Before the games, Cato would’ve gone for the boy. He would’ve realized Clove was past saving, and he would have gotten rid of Thresh when he was too focused on running away to notice a spear flying towards him. However, this wasn’t District 2 training center. This was the Hunger Games, where all logic was abandoned, and Cato ran for his dying love like he has never run in his life.
Thick red blood was dripping from the cut above her eyebrow, and for a split second, he thought it wasn’t that bad. The gash was nasty, but nothing that couldn’t be fixed. Then his eyes focused and he saw the dent in her skull, the glossiness of her eyes, the worst of all – fear. And he knew everything was lost. It must have been written on his face, because she smiled a little.
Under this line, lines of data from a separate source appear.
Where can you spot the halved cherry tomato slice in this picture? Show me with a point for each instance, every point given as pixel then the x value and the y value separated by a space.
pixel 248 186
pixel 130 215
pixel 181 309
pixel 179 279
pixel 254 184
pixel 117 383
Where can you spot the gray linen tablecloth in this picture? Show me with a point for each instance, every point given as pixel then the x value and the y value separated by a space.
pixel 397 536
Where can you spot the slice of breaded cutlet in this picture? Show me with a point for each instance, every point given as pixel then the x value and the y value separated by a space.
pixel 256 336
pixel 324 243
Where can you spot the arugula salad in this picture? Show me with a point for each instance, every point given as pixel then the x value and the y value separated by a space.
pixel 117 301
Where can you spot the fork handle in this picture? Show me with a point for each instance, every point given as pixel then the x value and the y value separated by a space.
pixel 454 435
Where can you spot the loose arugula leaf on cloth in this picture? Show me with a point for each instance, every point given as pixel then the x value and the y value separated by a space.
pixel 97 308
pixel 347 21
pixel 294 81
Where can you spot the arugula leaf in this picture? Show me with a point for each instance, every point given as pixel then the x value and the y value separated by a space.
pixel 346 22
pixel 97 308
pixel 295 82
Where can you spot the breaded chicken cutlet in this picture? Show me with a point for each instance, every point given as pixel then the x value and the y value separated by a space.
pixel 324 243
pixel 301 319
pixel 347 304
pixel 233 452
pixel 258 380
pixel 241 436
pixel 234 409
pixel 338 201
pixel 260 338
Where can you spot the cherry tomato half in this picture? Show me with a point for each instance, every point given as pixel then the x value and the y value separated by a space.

“I was right, see.” He wasn’t sure he heard her correctly. Her brain injury might have had her saying nonsense. “That thing that was bound to go horribly wrong? It went even worse than I’d anticipated.” A chuckle escaped her lips, followed by a weak cough.
“No,” he shook his head. “No, this can’t be it. We are so, so close. If you can hold on for a few more minutes, they’ll fix you. I’ll find the others, and I’ll kill them all. And then we can go home.” The last word got stuck in his throat. Even as he said it, he knew that wasn’t true. They could never go home. “Don’t leave me.” A pathetic request, and an impossible one. But he didn’t care. He couldn’t go on without her.
“Then don’t.” The words sounded pained, but strangely calming. “Don’t go on without me. Stop playing their game. Finish on your own terms. It seems so clear now, what we should have done. But alas, it’s too late for me now. You must bring this to an end. Avenge me, my love. Beat them at their own game.”
Tears fell on her face, but she couldn’t feel then anymore.
-A dangerous night to fall in love-
Truth hit him like a wave, crashing into his chest. It didn’t matter anymore. No, it never truly did. The final kill, the victory, him making it home – he could never have that. There was no home without here, no life if she wasn’t with him; it made no difference whether he lived or died, for he has been dead his whole life. He only ever felt alive with her, he only wanted to make it back to her, and now they took his Clove away, the only person that has ever made Cato question … Question everything, all of it.
There was no victory for him anymore. There was only revenge, a word that wasn’t near sufficient for what he felt, for what he wanted to do to that boy, to the fire kids, the Capitol, the world itself. No amount of mayhem, no number of screams could wash away her blood on his hands, make him forget her scream. But he would try. He would try to make them suffer as much as she had suffered. Somebody had to pay, and it was only Thresh’s luck he was the one he could get to.
He turned his face to the cameras in the sky, a cruel smile formed on his lips. “Go on,” he dared the Capitol. “I’m dead anyway.”